Berenson broke down just how the tweet ended up getting flagged.
The post was “corrosive,” Gottlieb wrote. He worried it would “end up going viral and driving news coverage.”
Through Jira, an internal system Twitter used for managing complaints, O’Boyle forwarded Gottlieb’s email to the Twitter “Strategic Response” team. That group was responsible for handling concerns from the company’s most important employees and users.
“Please see this report from the former FDA commissioner,” O’Boyle wrote – failing to mention that Gottlieb was a Pfizer board member with a financial interest in pushing mRNA shots.
A Strategic Response analyst quickly found the tweet did not violate any of the company’s misinformation rules.
Yet Twitter wound up flagging Giroir’s tweet anyway, putting a misleading tag on it and preventing almost anyone from seeing it. It remains tagged even though several large studies have confirmed the truth of Giroir’s words.
In a separate incident, Gottlieb attempted to get flagged a tweet that criticized the need for COVID mitigation efforts to be applied to children, who were (and still largely are) far less susceptible to the virus and its symptoms.
A week later, on Sept. 3, 2021, Gottlieb tried to strike again, complaining to O’Boyle about a tweet from Justin Hart. Hart is a lockdown and Covid vaccine skeptic with more than 100,000 Twitter followers.
“Sticks and stones may break my bones but a viral pathogen with a child mortality rate of <>0% has cost our children nearly three years of schooling,” Hart had written.
Why Gottlieb objected to Hart’s words is not clear, but the Pfizer shot would soon be approved for children 5 to 11, representing another massive market for Pfizer, if parents could be convinced Covid was a real threat to their kids.
O’Boyle referred to “former FDA Commissioner Gottlieb” when he forwarded the report, again ignoring Gottlieb’s current work for Pfizer.
This time, though, Gottlieb’s complaint was so far afield that Twitter refused to act.
That’s two notable times that Gottlieb, who had a financial interest in the vaccines not being questioned, attempted to get the social media company to flag tweets that flew against his financial interest. However, it wasn’t the only time he tried to interfere.

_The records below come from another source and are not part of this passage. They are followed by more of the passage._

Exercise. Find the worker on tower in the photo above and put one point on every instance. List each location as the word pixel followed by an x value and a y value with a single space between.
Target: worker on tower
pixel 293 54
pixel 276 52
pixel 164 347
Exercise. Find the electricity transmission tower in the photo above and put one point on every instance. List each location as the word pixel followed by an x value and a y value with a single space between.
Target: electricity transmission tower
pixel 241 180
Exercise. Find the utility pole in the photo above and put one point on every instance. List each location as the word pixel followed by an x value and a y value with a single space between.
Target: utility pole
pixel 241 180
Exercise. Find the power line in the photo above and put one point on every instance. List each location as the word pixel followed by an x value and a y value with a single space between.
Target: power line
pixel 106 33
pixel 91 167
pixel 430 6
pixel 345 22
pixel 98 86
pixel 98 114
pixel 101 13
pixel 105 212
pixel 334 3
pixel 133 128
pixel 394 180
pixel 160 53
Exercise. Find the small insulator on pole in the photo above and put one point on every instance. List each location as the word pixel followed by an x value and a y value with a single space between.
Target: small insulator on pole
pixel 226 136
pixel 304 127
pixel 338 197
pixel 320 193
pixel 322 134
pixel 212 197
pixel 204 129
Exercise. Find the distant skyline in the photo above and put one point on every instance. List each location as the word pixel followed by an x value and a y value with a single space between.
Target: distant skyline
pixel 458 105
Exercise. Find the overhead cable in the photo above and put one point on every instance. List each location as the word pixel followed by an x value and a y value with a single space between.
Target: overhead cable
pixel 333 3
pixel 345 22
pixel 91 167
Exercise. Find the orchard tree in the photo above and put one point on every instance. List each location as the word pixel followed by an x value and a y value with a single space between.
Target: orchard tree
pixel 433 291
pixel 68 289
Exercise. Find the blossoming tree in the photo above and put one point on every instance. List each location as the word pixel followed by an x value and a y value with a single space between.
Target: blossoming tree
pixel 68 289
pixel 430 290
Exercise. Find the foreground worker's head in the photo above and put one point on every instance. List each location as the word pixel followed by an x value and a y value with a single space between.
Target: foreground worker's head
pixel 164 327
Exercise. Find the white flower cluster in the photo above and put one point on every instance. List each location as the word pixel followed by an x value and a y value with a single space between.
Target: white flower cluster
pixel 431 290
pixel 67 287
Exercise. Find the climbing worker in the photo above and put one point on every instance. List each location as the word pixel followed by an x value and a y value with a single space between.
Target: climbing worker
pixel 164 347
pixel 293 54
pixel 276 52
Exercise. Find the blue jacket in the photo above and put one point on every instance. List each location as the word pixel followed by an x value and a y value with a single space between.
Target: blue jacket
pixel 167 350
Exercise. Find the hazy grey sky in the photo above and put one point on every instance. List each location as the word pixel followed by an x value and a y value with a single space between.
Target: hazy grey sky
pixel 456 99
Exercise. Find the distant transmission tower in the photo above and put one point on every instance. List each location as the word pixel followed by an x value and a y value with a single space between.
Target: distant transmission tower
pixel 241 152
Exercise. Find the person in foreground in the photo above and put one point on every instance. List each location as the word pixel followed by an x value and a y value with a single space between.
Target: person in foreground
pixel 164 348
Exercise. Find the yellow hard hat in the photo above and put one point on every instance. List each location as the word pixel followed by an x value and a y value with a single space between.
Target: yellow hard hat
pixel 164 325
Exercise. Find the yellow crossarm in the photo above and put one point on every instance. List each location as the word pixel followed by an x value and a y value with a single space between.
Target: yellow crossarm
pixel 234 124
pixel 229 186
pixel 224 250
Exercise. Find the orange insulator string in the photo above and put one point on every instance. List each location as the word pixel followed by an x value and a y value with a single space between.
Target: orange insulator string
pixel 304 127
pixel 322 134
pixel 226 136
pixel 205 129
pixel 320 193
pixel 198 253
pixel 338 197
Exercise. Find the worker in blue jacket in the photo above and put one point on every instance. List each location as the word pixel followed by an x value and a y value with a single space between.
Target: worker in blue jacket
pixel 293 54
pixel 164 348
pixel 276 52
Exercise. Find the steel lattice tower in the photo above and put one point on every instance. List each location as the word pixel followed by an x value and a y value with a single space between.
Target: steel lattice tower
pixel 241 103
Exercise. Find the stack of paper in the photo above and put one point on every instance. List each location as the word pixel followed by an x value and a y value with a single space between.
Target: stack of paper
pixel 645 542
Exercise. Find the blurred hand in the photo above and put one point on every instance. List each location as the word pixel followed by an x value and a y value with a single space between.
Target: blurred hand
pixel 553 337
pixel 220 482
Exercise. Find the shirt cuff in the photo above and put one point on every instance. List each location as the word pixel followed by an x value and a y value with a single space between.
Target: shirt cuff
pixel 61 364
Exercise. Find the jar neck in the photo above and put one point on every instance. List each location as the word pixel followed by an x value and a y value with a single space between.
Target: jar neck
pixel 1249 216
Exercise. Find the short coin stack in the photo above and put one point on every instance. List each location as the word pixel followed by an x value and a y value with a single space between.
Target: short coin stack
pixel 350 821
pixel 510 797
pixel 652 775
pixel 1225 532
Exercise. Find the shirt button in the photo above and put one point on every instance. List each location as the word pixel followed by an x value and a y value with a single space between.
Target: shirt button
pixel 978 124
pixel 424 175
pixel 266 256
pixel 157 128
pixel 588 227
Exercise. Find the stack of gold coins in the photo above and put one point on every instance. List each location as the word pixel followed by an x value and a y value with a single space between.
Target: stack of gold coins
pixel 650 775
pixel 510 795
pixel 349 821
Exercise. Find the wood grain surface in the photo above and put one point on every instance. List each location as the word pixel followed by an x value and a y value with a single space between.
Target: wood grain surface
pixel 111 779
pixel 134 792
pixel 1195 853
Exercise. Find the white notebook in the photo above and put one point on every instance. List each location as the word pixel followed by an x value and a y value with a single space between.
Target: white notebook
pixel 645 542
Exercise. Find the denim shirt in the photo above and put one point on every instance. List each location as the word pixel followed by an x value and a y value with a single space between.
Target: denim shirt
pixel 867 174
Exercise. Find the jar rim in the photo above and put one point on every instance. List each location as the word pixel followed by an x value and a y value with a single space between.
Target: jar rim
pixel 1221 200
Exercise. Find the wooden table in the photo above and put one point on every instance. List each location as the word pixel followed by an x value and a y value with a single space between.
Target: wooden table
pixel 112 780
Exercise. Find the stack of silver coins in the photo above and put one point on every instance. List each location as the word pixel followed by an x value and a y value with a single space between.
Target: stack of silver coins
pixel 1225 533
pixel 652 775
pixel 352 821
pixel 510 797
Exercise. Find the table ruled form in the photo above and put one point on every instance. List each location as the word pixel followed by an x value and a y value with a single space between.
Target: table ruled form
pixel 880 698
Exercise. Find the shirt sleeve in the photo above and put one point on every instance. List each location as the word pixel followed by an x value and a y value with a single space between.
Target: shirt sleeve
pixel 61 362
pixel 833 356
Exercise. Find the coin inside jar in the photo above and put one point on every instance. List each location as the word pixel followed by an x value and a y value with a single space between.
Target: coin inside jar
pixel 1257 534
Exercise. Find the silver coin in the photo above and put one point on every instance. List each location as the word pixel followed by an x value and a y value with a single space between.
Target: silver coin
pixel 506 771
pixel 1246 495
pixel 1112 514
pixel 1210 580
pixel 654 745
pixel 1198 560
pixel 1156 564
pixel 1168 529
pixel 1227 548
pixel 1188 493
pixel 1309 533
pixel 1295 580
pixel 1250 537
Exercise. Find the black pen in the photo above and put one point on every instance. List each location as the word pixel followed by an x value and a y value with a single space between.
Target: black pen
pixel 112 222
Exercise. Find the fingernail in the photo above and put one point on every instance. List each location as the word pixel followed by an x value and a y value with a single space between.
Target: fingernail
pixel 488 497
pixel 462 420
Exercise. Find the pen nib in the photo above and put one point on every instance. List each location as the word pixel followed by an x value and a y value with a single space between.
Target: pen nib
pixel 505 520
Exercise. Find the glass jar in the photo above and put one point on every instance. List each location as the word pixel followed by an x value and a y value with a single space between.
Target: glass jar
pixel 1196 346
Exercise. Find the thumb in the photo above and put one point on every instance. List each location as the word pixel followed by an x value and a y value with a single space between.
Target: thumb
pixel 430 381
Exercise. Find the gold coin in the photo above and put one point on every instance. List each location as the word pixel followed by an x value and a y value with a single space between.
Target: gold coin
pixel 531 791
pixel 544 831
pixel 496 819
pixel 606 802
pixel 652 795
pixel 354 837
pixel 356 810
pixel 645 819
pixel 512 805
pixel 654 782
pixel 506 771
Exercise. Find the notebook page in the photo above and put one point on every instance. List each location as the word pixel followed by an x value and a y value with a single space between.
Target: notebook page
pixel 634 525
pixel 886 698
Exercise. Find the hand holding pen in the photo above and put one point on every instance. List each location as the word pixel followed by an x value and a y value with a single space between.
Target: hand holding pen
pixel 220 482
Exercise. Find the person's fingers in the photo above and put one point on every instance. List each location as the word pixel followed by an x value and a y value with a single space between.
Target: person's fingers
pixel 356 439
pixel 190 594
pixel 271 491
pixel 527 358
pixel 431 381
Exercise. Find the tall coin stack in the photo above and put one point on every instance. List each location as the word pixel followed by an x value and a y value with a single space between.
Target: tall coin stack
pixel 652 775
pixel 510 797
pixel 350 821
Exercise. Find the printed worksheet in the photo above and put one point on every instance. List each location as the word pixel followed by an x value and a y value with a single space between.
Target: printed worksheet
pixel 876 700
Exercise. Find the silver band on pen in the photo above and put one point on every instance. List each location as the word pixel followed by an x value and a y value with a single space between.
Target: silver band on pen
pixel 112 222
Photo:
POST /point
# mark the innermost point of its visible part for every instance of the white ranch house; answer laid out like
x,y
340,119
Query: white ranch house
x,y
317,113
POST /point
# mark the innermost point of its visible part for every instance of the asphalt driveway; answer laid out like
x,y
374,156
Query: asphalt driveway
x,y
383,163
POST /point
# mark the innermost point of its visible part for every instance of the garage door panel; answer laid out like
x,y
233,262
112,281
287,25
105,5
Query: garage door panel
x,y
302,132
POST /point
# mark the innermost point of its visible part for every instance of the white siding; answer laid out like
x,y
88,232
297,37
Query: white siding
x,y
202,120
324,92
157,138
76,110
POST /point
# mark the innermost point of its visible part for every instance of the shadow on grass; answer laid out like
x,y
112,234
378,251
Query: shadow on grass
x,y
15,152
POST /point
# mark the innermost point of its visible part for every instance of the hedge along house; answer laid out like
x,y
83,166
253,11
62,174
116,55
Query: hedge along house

Berenson also explained his own personal battles against Gottlieb – who admitted that he was attempting to using Twitter to censor Berenson and his claims. The journalist had gained fame (or notoriety) on social media for his vaccine skepticism, and his own battles with the social media company and government censorship have been well-documented.
Much like the shot, Berenson had a jab for Pfizer at the end of his piece on the Twitter files.
He is one of seven members of the board’s executive committee and the head of its regulatory and compliance committee, which oversees “compliance with laws, regulations, and internal procedures applicable to pharmaceutical sales and marketing activities.”
Pfizer has a long history of violating drug industry laws and ethics rules. In 2009, it agreed to pay $2.3 billion, the largest health care fraud settlement in American history, for fraudulently marketing several drugs. In 1996, it conducted a clinical trial of an antibiotic in Nigeria in which 11 children died and which became the inspiration for John le Carre’s novel The Constant Gardner.
It remains to be seen if Pfizer will answer for their board member’s actions.